PDF Parsing
You can enable PDF file crawling by setting crawl_pdfs
target option to true in the findkit.toml file.
Any page with a content type of application/pdf
will be parsed as a PDF. If
walk_links
is disabled the crawler will still walk any
links with a pathname ending with .pdf
in order to find the PDF files as they
are commonly not listed in sitemaps.
Title
PDF title is read from the filename in the Content-Disposition
header. If
this header is not available title is parsed from url pathname.
/path/to/my-awesome-pdf.pdf
--> my-awesome-pdf
.
Language
The language is taken from the Content-Language
response header if present,
otherwise language detection tools are used to automatically detect the
language from the PDF content.
Limits
By default only the first 50 pages are read from the PDF files but the page
range can be customized by adding a response header x-findkit-pdf-page-range: [start]-[end]

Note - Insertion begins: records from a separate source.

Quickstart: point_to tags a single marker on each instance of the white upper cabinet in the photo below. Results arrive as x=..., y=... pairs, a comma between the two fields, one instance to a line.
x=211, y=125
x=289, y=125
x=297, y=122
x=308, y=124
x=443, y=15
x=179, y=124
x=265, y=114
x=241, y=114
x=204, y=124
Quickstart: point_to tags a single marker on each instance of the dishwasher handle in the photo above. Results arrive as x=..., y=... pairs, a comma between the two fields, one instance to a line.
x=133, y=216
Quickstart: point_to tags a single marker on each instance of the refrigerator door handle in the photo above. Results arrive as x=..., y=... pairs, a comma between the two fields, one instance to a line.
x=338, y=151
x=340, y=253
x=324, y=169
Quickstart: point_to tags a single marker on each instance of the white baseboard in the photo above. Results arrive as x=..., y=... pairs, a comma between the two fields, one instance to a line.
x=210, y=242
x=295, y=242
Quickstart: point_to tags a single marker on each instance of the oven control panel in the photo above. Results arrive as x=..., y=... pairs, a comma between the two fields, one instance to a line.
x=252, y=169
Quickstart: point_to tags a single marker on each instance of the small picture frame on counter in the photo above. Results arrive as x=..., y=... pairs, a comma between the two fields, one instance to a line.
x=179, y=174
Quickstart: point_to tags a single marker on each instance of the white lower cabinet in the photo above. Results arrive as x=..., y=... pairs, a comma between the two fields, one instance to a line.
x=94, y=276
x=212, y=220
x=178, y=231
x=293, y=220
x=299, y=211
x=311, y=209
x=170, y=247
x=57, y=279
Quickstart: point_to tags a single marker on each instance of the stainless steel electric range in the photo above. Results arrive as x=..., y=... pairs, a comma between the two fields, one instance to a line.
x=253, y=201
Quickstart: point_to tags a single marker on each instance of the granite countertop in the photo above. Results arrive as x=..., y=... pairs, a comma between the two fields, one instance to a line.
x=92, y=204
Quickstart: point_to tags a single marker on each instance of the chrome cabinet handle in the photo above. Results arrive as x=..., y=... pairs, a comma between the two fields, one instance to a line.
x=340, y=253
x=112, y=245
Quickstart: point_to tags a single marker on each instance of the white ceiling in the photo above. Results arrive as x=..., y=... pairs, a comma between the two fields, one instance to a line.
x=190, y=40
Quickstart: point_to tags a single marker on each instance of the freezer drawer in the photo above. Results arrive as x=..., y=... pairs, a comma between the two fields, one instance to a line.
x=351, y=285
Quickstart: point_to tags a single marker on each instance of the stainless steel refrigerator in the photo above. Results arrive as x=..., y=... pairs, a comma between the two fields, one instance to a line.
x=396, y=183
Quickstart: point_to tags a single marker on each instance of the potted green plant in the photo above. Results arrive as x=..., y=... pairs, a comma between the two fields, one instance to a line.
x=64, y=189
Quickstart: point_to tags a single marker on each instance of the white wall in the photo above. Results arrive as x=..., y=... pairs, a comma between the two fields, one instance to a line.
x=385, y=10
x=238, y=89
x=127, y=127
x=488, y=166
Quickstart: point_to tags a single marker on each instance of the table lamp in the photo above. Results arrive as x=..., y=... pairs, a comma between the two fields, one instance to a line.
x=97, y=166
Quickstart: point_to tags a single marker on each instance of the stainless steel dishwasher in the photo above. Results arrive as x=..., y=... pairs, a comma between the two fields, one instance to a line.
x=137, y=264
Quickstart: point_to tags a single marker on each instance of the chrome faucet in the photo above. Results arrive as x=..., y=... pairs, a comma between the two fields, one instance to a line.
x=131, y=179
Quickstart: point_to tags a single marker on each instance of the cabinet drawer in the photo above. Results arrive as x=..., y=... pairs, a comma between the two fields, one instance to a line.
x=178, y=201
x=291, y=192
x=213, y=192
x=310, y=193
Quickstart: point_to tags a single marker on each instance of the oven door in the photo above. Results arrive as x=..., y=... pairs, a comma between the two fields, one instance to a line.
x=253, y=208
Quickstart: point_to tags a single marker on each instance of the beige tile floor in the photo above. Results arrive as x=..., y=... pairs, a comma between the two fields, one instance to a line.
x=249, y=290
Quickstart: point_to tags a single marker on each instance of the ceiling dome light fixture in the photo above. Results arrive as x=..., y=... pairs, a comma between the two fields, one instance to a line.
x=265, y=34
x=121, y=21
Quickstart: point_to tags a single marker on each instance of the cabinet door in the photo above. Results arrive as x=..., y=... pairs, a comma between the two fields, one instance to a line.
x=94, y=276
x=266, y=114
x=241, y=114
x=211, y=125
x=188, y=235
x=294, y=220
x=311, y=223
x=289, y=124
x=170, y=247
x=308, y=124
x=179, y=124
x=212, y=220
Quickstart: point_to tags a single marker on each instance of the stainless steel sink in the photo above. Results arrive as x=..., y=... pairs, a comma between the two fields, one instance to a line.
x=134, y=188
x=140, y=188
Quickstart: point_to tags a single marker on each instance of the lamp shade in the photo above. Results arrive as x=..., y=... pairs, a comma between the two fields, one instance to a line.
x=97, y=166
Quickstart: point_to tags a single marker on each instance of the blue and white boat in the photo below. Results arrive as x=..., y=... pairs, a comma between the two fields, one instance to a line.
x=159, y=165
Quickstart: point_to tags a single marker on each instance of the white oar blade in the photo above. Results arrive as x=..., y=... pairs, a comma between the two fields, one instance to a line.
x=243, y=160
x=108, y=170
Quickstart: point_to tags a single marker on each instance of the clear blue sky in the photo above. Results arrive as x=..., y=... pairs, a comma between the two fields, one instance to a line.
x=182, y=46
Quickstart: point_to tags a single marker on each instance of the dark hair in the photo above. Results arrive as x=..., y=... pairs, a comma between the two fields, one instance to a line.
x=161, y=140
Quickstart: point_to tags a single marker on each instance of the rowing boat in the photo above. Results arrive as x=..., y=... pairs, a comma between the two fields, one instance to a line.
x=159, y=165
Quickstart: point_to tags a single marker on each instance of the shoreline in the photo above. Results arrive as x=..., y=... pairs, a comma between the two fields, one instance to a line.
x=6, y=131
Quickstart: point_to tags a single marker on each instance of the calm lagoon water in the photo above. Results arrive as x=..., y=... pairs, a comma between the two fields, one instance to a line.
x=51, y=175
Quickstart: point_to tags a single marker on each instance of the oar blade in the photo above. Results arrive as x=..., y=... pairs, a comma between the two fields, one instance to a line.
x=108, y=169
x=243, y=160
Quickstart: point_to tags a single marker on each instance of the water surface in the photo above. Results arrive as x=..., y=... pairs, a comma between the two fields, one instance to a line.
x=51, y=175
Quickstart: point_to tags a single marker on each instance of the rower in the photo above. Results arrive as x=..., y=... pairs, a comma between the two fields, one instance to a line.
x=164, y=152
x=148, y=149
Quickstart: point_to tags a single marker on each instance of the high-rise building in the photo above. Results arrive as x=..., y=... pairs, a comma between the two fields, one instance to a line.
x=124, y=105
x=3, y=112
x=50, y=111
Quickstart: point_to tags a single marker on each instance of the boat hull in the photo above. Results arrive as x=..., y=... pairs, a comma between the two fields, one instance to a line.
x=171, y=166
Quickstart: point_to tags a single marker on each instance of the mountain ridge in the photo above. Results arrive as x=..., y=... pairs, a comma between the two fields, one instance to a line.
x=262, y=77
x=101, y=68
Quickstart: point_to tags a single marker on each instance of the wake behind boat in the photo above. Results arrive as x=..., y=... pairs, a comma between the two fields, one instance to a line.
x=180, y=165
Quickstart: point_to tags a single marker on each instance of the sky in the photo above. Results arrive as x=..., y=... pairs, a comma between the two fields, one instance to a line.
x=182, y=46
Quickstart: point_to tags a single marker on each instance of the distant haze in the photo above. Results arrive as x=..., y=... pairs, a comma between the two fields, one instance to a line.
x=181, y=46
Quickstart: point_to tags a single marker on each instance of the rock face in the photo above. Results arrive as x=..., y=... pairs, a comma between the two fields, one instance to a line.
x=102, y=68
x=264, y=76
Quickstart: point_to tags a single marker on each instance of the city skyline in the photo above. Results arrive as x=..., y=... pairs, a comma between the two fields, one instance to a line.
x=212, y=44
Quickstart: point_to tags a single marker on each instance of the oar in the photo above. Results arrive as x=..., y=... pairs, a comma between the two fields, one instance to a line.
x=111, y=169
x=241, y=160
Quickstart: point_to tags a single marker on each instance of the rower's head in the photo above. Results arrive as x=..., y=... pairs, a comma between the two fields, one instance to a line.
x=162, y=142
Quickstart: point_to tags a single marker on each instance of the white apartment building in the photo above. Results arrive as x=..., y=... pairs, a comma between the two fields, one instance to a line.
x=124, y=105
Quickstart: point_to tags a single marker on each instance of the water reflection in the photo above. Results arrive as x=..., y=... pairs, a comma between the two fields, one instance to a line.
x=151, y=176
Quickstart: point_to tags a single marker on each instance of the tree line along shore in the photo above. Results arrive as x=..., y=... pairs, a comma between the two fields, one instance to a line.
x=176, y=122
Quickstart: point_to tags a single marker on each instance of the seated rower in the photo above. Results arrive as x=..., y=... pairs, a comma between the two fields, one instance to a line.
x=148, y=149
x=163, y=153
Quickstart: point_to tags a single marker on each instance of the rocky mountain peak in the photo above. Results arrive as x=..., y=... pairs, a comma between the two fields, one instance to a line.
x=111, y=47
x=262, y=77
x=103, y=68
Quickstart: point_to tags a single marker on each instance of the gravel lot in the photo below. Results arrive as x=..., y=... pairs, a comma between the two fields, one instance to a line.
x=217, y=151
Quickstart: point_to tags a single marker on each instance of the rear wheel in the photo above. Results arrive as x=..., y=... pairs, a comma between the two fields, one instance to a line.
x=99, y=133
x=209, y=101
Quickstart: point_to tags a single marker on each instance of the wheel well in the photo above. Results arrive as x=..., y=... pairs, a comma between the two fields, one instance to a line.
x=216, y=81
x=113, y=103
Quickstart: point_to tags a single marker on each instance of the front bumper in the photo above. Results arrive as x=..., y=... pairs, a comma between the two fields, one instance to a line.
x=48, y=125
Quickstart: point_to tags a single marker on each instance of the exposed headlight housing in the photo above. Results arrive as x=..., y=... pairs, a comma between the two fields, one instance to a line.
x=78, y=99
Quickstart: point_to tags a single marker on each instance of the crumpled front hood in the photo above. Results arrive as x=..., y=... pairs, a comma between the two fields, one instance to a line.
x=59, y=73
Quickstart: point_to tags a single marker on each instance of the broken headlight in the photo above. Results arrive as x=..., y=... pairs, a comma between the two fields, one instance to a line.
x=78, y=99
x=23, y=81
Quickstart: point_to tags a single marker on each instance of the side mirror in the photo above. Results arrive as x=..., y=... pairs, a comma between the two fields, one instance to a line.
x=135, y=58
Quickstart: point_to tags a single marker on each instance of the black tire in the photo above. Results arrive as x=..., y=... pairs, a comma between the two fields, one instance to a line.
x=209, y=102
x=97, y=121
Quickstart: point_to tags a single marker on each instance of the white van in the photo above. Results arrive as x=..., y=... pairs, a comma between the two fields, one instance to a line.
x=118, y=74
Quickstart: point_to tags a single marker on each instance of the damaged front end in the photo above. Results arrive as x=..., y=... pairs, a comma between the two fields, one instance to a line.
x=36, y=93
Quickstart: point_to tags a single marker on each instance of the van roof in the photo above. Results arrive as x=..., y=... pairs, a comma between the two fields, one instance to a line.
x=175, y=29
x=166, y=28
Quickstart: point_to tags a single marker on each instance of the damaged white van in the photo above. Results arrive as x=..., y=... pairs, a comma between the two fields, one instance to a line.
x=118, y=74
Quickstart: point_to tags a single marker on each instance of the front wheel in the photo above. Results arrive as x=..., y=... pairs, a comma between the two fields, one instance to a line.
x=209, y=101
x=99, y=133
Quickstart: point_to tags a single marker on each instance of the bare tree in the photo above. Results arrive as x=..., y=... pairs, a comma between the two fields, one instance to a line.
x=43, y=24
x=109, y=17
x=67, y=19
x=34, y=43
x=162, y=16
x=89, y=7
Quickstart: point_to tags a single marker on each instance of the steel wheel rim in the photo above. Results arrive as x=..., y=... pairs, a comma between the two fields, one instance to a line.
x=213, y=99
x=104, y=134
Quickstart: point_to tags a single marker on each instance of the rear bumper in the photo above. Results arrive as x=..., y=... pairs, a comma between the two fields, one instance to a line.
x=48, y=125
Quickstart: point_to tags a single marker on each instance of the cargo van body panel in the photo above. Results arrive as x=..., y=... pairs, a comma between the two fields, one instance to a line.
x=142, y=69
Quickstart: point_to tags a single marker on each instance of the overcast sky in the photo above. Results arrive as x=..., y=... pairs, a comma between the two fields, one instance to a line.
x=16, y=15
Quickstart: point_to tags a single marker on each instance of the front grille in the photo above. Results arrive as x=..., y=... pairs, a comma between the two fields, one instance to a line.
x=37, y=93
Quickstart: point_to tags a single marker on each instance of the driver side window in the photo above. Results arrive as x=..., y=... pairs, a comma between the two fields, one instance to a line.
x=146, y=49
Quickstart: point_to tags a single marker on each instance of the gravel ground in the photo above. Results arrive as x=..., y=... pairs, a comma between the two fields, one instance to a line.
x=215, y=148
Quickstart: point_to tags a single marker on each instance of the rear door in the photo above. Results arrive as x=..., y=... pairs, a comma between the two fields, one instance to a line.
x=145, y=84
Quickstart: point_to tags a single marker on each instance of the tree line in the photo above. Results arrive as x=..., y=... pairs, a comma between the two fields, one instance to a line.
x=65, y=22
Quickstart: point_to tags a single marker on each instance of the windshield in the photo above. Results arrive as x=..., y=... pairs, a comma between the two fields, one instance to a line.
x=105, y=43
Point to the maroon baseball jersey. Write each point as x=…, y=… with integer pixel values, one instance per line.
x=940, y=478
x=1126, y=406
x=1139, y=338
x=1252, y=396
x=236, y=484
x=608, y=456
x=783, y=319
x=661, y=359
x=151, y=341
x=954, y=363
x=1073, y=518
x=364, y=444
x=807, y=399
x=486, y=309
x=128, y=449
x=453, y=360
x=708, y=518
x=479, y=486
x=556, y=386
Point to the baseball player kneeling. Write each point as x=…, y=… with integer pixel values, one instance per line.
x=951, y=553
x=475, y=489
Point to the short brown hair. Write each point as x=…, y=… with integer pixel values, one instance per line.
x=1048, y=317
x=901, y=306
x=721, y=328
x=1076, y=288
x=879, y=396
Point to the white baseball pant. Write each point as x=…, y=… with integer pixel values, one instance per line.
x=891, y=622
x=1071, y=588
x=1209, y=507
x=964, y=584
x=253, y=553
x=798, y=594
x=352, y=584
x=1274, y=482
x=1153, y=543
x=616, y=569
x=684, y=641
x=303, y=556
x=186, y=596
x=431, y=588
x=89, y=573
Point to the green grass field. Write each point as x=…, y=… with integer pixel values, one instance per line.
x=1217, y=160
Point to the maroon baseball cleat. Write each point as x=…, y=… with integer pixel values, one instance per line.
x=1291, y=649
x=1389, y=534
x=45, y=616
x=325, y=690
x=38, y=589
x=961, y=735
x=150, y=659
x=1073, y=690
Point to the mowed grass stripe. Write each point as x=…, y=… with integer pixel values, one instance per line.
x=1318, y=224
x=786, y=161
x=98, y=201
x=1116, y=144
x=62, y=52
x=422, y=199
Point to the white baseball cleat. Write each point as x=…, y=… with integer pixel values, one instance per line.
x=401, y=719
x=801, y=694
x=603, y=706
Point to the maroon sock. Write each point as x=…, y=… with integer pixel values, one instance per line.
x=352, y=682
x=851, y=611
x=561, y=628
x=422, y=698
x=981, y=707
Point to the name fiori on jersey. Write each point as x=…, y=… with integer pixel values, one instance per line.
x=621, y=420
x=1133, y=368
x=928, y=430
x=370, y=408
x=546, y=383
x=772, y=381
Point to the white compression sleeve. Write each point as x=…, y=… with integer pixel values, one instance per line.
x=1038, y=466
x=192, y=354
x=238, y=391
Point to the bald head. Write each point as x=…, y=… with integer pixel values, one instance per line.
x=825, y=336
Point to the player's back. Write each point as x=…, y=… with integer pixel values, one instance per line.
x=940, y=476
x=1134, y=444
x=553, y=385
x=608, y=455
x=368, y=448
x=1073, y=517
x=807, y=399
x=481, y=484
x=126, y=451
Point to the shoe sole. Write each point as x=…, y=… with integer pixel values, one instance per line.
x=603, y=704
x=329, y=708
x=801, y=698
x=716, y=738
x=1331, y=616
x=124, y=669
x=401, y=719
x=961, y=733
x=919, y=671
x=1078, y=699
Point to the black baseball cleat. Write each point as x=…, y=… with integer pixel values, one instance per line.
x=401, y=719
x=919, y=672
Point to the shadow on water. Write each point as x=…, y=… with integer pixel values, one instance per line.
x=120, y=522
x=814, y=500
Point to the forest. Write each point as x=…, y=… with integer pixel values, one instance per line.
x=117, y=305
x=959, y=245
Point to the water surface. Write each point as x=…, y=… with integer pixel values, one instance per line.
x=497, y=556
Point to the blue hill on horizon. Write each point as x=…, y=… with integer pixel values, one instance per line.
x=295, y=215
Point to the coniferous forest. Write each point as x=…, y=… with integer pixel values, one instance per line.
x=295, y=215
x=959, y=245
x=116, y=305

. For example in order to take first 100 pages respond with
x-findkit-pdf-page-range: 1-100
.
The maximum PDF file size is 10 MiB. If the file is bigger the crawler will just ignore the file completely. Also our index only indexes roughly the first 100kb of the parsed text. The PDF parsing is provided as best effort basis. Any PDF might be skipped if it is determined to be too complex to parse.
Tags
A pdf
tag is automatically added to all parsed PDF files. The tag is by
default down boosted with 0.2
weight with
tagBoost
to avoid PDFs from appearing as the first
results as PDFs tend to be longer and thus have higher scores than html
pages. This behavior can disabled setting pdf boost to 1.
const ui = new FindkitUI({
publicToken: "<TOKEN>",
params: {
tagBoost: {
pdf: 1,
},
},
});